His mother, also named Aiasa, remembers when they received the gift of livestock. Formerly she had sold soaps while her husband cultivated the fields. However, neither occupation could fully support and provide the means to educate the five children, including Yacouba.
In an arid environment like Niger, people are never guaranteed a plentiful harvest, something Yacouba found out when he also grew up to become a farmer. Poor soil conditions and inadequate access to water for irrigation are constant barriers to progress.
As his mother recounted Yacouba’s difficult childhood, Yacouba translated her stories while also talking about how Samaritan’s Purse is helping him today. Profits made from selling sheep offspring go a long way to supplement income. The money from selling livestock gave Yacouba’s mother the ability to create a future with more opportunity just as Yacouba’s livestock revenue provides opportunities for his own kids.
His mother beamed at him and said “I wouldn’t have had the ability to send my kids to school without this gift.”
The education she provided Yacouba was evident even in his ability to translate from Zarma and Fulfulde to French for the Samaritan’s Purse staff members who visited his village. Education has provided Yacouba with skills he can be proud of, and this has been a bright light for a family that has known great pain.
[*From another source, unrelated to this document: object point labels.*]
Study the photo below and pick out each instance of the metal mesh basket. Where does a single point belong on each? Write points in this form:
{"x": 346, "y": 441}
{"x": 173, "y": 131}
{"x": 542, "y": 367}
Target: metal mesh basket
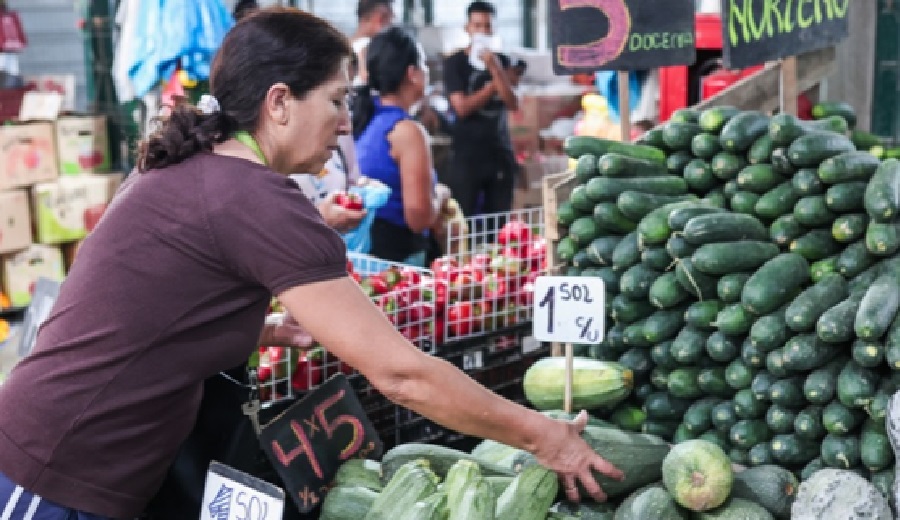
{"x": 488, "y": 273}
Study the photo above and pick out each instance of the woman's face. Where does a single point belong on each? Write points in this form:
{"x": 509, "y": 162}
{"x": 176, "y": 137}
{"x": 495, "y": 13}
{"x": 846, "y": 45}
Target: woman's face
{"x": 317, "y": 120}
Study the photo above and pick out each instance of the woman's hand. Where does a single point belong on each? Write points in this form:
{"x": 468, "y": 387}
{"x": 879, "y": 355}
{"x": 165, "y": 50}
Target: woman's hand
{"x": 565, "y": 452}
{"x": 282, "y": 330}
{"x": 339, "y": 218}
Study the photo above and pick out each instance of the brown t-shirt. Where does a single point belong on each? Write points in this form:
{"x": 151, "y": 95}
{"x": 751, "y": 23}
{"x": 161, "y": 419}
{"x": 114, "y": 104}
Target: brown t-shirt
{"x": 170, "y": 288}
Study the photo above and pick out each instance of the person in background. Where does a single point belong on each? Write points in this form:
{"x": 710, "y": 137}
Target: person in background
{"x": 483, "y": 166}
{"x": 373, "y": 17}
{"x": 174, "y": 283}
{"x": 394, "y": 149}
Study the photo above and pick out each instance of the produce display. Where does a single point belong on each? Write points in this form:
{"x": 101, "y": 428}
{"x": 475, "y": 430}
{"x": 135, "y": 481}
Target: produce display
{"x": 752, "y": 279}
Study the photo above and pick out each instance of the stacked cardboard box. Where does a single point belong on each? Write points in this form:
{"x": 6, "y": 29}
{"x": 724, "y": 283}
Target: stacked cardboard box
{"x": 54, "y": 186}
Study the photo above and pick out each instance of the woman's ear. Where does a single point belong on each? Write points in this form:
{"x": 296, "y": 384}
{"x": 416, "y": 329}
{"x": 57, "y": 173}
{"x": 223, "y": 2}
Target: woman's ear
{"x": 275, "y": 104}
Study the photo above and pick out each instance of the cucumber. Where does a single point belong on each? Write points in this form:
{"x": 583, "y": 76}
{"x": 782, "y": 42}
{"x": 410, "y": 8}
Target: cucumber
{"x": 618, "y": 165}
{"x": 607, "y": 189}
{"x": 734, "y": 320}
{"x": 586, "y": 168}
{"x": 758, "y": 178}
{"x": 777, "y": 202}
{"x": 848, "y": 167}
{"x": 627, "y": 253}
{"x": 849, "y": 228}
{"x": 656, "y": 258}
{"x": 806, "y": 182}
{"x": 679, "y": 217}
{"x": 635, "y": 204}
{"x": 577, "y": 145}
{"x": 726, "y": 166}
{"x": 812, "y": 211}
{"x": 721, "y": 227}
{"x": 730, "y": 286}
{"x": 733, "y": 257}
{"x": 824, "y": 109}
{"x": 678, "y": 247}
{"x": 713, "y": 119}
{"x": 803, "y": 313}
{"x": 695, "y": 281}
{"x": 773, "y": 284}
{"x": 815, "y": 245}
{"x": 744, "y": 202}
{"x": 854, "y": 259}
{"x": 676, "y": 162}
{"x": 761, "y": 150}
{"x": 846, "y": 197}
{"x": 878, "y": 307}
{"x": 705, "y": 145}
{"x": 702, "y": 315}
{"x": 742, "y": 130}
{"x": 678, "y": 135}
{"x": 609, "y": 218}
{"x": 811, "y": 149}
{"x": 770, "y": 331}
{"x": 785, "y": 229}
{"x": 666, "y": 292}
{"x": 837, "y": 323}
{"x": 722, "y": 348}
{"x": 882, "y": 239}
{"x": 699, "y": 176}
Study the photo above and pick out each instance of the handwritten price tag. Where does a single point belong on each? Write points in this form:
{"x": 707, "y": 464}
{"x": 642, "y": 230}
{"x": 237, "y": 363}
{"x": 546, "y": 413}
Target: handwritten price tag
{"x": 569, "y": 309}
{"x": 311, "y": 439}
{"x": 232, "y": 495}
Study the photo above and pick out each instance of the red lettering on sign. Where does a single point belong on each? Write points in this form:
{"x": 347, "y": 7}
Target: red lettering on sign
{"x": 330, "y": 426}
{"x": 598, "y": 52}
{"x": 303, "y": 448}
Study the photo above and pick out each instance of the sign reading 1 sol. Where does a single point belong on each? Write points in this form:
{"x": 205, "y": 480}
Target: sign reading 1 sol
{"x": 591, "y": 35}
{"x": 569, "y": 309}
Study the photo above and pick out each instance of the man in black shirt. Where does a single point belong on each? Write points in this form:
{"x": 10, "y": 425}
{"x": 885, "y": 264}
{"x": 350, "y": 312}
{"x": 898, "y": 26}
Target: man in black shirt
{"x": 482, "y": 163}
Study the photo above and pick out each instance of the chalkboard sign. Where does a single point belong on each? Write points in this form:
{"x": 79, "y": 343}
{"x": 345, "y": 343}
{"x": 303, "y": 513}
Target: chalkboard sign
{"x": 592, "y": 35}
{"x": 756, "y": 31}
{"x": 311, "y": 439}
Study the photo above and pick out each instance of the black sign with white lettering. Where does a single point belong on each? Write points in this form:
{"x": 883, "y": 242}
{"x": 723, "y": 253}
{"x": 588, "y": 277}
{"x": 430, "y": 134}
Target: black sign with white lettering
{"x": 311, "y": 439}
{"x": 756, "y": 31}
{"x": 592, "y": 35}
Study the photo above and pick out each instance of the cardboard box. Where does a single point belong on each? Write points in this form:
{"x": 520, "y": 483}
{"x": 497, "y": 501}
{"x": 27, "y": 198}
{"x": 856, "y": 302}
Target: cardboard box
{"x": 66, "y": 210}
{"x": 27, "y": 154}
{"x": 82, "y": 144}
{"x": 15, "y": 221}
{"x": 22, "y": 270}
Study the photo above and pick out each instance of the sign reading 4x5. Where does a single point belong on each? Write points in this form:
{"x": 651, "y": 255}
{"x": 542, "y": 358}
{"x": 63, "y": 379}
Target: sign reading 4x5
{"x": 592, "y": 35}
{"x": 756, "y": 31}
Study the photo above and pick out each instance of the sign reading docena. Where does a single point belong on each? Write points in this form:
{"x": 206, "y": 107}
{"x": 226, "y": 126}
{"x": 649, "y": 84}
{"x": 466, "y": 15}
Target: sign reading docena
{"x": 756, "y": 31}
{"x": 592, "y": 35}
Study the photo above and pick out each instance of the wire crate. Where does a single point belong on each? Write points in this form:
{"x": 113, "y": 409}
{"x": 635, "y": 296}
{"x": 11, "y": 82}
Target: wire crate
{"x": 485, "y": 282}
{"x": 404, "y": 293}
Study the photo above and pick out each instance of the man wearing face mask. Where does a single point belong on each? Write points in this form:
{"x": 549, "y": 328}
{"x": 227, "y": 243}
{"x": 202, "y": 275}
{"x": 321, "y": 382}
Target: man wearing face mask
{"x": 479, "y": 85}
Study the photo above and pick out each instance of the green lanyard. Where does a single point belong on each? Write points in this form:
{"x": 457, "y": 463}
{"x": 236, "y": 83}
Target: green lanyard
{"x": 247, "y": 140}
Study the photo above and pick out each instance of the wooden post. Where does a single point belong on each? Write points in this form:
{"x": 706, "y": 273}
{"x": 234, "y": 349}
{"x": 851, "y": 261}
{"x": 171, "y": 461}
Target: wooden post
{"x": 789, "y": 91}
{"x": 567, "y": 395}
{"x": 624, "y": 106}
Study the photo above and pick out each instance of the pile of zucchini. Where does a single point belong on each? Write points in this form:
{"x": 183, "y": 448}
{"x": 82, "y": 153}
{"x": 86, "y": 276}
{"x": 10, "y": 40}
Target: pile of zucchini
{"x": 752, "y": 279}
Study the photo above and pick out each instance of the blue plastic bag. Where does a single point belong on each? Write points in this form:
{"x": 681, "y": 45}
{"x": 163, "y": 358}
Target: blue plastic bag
{"x": 374, "y": 197}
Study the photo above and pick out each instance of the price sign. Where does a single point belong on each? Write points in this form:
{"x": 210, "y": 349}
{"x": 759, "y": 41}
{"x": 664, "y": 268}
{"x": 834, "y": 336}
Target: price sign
{"x": 233, "y": 495}
{"x": 591, "y": 35}
{"x": 756, "y": 31}
{"x": 311, "y": 439}
{"x": 569, "y": 309}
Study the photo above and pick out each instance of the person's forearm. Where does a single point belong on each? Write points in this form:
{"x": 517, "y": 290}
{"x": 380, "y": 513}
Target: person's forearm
{"x": 449, "y": 397}
{"x": 476, "y": 100}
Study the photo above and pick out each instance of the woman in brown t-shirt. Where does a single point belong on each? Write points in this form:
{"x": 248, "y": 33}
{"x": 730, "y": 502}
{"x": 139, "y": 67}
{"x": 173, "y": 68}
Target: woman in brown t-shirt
{"x": 174, "y": 283}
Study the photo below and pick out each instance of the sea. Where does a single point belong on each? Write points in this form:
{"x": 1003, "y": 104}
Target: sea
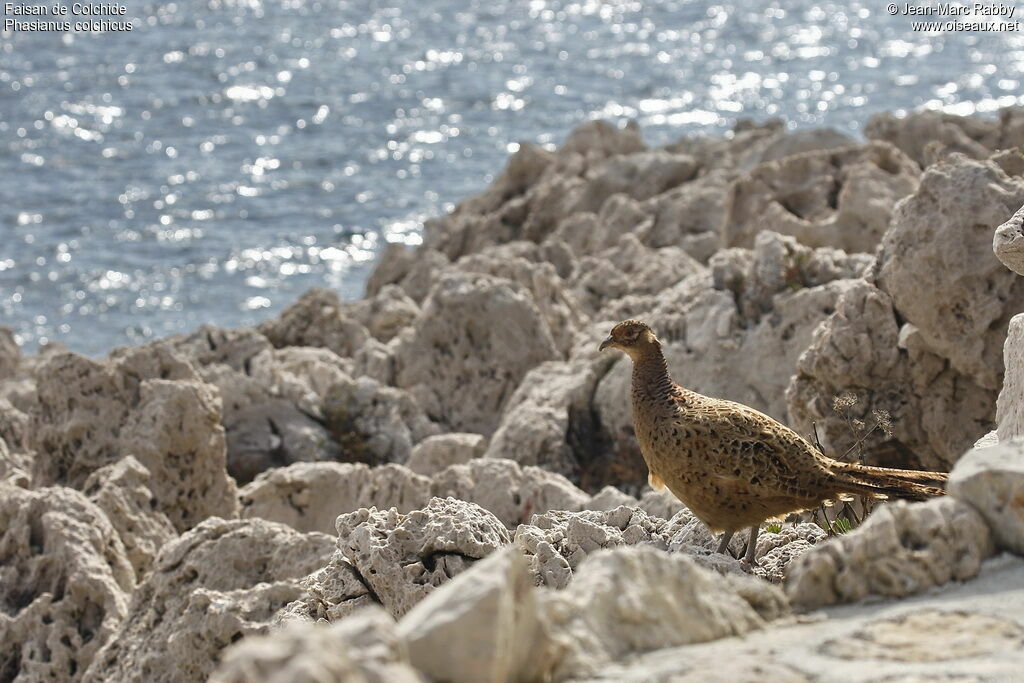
{"x": 223, "y": 156}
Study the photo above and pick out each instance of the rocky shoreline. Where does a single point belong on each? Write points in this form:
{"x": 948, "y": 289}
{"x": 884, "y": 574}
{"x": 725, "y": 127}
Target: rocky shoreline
{"x": 439, "y": 481}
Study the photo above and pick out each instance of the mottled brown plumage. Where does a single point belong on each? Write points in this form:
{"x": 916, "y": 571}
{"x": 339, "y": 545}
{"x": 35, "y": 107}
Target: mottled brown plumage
{"x": 732, "y": 466}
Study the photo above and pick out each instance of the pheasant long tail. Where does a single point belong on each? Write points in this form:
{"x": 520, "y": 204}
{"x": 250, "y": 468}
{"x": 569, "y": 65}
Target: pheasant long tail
{"x": 909, "y": 484}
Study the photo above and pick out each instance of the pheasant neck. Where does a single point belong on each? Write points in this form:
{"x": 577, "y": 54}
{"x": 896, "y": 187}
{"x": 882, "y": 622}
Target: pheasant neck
{"x": 650, "y": 372}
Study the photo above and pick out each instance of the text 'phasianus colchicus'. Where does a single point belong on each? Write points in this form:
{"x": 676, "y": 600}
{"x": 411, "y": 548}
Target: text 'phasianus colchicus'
{"x": 731, "y": 465}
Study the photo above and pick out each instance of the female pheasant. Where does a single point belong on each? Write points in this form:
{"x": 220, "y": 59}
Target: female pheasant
{"x": 732, "y": 466}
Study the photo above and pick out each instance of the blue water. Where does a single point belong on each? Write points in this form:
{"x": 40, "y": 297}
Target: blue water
{"x": 223, "y": 157}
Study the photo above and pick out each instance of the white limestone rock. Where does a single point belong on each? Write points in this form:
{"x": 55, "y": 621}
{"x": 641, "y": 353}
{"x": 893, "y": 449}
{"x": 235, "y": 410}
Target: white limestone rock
{"x": 833, "y": 198}
{"x": 610, "y": 498}
{"x": 308, "y": 497}
{"x": 808, "y": 139}
{"x": 555, "y": 543}
{"x": 222, "y": 581}
{"x": 685, "y": 214}
{"x": 436, "y": 453}
{"x": 511, "y": 493}
{"x": 477, "y": 336}
{"x": 991, "y": 480}
{"x": 272, "y": 433}
{"x": 548, "y": 422}
{"x": 122, "y": 492}
{"x": 365, "y": 648}
{"x": 632, "y": 600}
{"x": 402, "y": 558}
{"x": 901, "y": 549}
{"x": 374, "y": 423}
{"x": 974, "y": 137}
{"x": 300, "y": 374}
{"x": 1010, "y": 406}
{"x": 1008, "y": 243}
{"x": 861, "y": 351}
{"x": 491, "y": 613}
{"x": 317, "y": 318}
{"x": 10, "y": 354}
{"x": 211, "y": 345}
{"x": 960, "y": 299}
{"x": 386, "y": 312}
{"x": 65, "y": 583}
{"x": 147, "y": 402}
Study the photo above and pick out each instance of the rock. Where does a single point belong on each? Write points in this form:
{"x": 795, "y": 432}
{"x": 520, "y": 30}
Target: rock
{"x": 548, "y": 421}
{"x": 633, "y": 600}
{"x": 715, "y": 341}
{"x": 275, "y": 433}
{"x": 860, "y": 352}
{"x": 833, "y": 198}
{"x": 308, "y": 497}
{"x": 991, "y": 480}
{"x": 82, "y": 404}
{"x": 660, "y": 504}
{"x": 991, "y": 438}
{"x": 492, "y": 611}
{"x": 958, "y": 299}
{"x": 220, "y": 582}
{"x": 365, "y": 648}
{"x": 513, "y": 494}
{"x": 610, "y": 498}
{"x": 693, "y": 209}
{"x": 374, "y": 423}
{"x": 555, "y": 543}
{"x": 1008, "y": 243}
{"x": 174, "y": 432}
{"x": 775, "y": 551}
{"x": 740, "y": 150}
{"x": 599, "y": 139}
{"x": 65, "y": 583}
{"x": 91, "y": 414}
{"x": 10, "y": 354}
{"x": 801, "y": 141}
{"x": 901, "y": 549}
{"x": 1010, "y": 406}
{"x": 640, "y": 175}
{"x": 330, "y": 594}
{"x": 401, "y": 558}
{"x": 301, "y": 374}
{"x": 122, "y": 492}
{"x": 436, "y": 453}
{"x": 385, "y": 313}
{"x": 516, "y": 261}
{"x": 476, "y": 336}
{"x": 970, "y": 136}
{"x": 212, "y": 345}
{"x": 899, "y": 639}
{"x": 317, "y": 318}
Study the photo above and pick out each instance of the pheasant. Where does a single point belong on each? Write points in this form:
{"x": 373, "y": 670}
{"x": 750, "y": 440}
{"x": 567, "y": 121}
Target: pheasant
{"x": 732, "y": 466}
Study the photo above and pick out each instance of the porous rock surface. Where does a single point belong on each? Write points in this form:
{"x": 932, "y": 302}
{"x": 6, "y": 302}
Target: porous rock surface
{"x": 991, "y": 480}
{"x": 65, "y": 583}
{"x": 365, "y": 648}
{"x": 308, "y": 497}
{"x": 402, "y": 558}
{"x": 122, "y": 492}
{"x": 779, "y": 268}
{"x": 146, "y": 402}
{"x": 900, "y": 550}
{"x": 216, "y": 584}
{"x": 639, "y": 599}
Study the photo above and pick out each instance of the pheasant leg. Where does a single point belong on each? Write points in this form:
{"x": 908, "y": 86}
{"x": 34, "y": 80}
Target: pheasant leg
{"x": 752, "y": 545}
{"x": 724, "y": 546}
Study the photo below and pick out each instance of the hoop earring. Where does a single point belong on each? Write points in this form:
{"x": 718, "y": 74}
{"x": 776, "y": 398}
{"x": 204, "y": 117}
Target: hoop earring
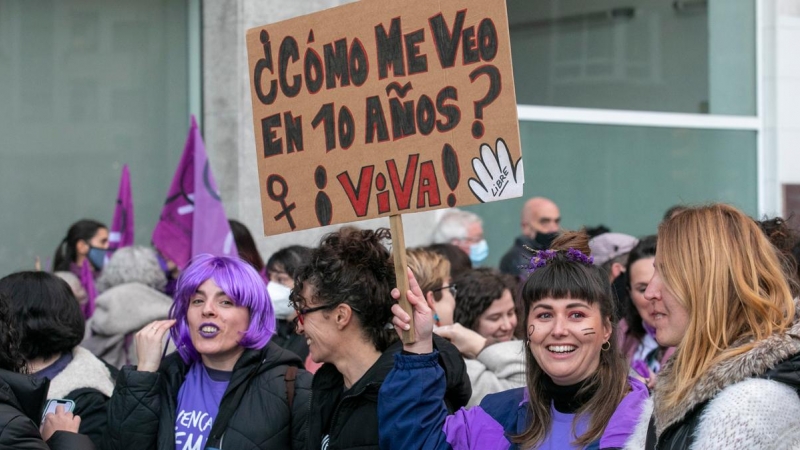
{"x": 531, "y": 329}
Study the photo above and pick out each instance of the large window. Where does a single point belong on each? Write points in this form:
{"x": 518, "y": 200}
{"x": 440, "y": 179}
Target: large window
{"x": 688, "y": 56}
{"x": 87, "y": 86}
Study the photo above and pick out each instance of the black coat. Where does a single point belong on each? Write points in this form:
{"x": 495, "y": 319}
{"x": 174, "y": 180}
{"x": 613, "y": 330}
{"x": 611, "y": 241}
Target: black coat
{"x": 22, "y": 401}
{"x": 680, "y": 435}
{"x": 351, "y": 417}
{"x": 142, "y": 411}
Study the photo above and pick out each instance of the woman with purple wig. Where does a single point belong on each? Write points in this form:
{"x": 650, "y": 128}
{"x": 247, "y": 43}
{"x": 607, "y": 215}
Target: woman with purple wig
{"x": 227, "y": 386}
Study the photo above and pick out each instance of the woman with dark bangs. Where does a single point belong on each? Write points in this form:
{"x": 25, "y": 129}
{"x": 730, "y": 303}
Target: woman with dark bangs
{"x": 577, "y": 395}
{"x": 227, "y": 384}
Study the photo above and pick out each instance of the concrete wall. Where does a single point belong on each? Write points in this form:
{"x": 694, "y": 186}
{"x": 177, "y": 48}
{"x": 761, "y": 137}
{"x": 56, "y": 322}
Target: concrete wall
{"x": 229, "y": 124}
{"x": 781, "y": 89}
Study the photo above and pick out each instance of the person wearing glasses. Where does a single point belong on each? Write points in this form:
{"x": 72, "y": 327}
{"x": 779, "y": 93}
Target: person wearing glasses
{"x": 227, "y": 386}
{"x": 343, "y": 301}
{"x": 485, "y": 323}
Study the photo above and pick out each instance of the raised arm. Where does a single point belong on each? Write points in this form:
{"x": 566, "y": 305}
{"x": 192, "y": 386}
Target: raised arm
{"x": 411, "y": 407}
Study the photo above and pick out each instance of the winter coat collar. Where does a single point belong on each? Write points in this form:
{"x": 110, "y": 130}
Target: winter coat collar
{"x": 765, "y": 355}
{"x": 84, "y": 371}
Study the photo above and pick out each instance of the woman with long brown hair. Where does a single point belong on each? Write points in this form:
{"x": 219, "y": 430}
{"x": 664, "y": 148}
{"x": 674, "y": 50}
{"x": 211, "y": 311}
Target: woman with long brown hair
{"x": 577, "y": 393}
{"x": 721, "y": 295}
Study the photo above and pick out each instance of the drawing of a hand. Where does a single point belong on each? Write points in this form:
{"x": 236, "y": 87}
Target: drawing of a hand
{"x": 498, "y": 177}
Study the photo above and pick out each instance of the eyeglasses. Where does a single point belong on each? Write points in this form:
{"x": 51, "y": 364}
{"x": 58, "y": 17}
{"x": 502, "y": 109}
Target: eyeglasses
{"x": 303, "y": 311}
{"x": 452, "y": 287}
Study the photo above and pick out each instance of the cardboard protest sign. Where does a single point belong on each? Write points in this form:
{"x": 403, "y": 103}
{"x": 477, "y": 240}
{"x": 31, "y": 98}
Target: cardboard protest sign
{"x": 378, "y": 108}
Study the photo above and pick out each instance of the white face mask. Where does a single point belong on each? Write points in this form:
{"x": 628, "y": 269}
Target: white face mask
{"x": 279, "y": 295}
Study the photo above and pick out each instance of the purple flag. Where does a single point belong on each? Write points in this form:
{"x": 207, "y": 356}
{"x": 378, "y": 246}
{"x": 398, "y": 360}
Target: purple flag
{"x": 121, "y": 234}
{"x": 193, "y": 220}
{"x": 87, "y": 281}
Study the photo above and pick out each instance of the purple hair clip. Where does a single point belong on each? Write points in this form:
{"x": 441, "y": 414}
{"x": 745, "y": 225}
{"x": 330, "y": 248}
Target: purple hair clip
{"x": 576, "y": 255}
{"x": 541, "y": 257}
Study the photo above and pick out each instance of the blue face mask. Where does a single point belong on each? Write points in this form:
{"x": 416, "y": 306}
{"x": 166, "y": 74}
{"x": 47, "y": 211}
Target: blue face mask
{"x": 478, "y": 252}
{"x": 97, "y": 256}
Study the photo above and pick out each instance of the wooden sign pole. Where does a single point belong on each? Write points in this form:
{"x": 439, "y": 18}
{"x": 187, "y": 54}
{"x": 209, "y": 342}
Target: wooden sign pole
{"x": 400, "y": 268}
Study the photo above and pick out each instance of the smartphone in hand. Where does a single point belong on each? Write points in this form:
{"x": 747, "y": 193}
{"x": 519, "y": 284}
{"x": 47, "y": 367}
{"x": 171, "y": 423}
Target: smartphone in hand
{"x": 52, "y": 403}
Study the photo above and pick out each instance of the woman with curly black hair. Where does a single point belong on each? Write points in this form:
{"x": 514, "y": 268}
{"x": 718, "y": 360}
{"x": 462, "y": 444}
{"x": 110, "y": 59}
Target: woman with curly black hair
{"x": 343, "y": 301}
{"x": 22, "y": 400}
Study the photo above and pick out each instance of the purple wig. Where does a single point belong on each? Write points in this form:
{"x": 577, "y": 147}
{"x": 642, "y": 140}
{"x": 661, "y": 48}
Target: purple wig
{"x": 239, "y": 281}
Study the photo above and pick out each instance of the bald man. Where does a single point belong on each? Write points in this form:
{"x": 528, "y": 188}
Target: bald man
{"x": 540, "y": 223}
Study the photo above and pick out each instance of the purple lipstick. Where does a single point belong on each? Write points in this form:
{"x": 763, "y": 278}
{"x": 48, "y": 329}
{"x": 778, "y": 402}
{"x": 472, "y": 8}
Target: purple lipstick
{"x": 209, "y": 330}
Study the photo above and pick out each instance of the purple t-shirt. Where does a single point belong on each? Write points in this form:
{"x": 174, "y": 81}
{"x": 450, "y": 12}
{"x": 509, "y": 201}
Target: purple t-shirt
{"x": 561, "y": 435}
{"x": 198, "y": 405}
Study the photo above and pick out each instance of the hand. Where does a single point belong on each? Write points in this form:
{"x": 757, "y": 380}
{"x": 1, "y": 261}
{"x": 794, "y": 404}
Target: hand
{"x": 423, "y": 318}
{"x": 468, "y": 342}
{"x": 498, "y": 178}
{"x": 60, "y": 421}
{"x": 150, "y": 342}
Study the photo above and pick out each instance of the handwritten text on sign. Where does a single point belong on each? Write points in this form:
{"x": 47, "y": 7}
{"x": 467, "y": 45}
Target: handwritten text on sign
{"x": 378, "y": 108}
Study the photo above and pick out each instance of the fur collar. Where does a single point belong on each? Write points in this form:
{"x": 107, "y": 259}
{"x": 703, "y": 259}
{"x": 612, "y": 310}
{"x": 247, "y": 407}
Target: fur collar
{"x": 755, "y": 362}
{"x": 84, "y": 371}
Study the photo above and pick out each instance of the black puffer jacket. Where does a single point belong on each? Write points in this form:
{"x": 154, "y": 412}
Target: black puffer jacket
{"x": 22, "y": 401}
{"x": 351, "y": 417}
{"x": 681, "y": 435}
{"x": 142, "y": 411}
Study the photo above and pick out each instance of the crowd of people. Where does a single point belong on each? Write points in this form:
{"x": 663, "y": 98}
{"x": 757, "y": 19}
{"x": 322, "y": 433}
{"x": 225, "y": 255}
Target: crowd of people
{"x": 684, "y": 339}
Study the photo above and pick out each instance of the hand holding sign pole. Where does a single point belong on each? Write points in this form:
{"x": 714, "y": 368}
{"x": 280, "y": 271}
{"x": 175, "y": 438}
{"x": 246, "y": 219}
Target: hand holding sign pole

Amid the difficulties that often accompany the people of the region, Yacouba has known further grief. Of his four children, one died in an accident. He himself was involved in a separate accident that took away his ability to walk unaided. But he was able to stand tall with crutches in hand and a smile on his face as he told his stories and translated the stories of his peers.
“Samaritan’s Purse was the first organisation that came to us here, and they help us still,” he said. “They have done many things for us—given us livestock, trained us on their care, and taught us how to garden in our environment.
“Samaritan’s Purse is the first organisation that came to us, and they help us still.”
“We thank Samaritan’s Purse for their friendship and courage. You did this,” he said as he looked toward flocks of sheep grazing nearby.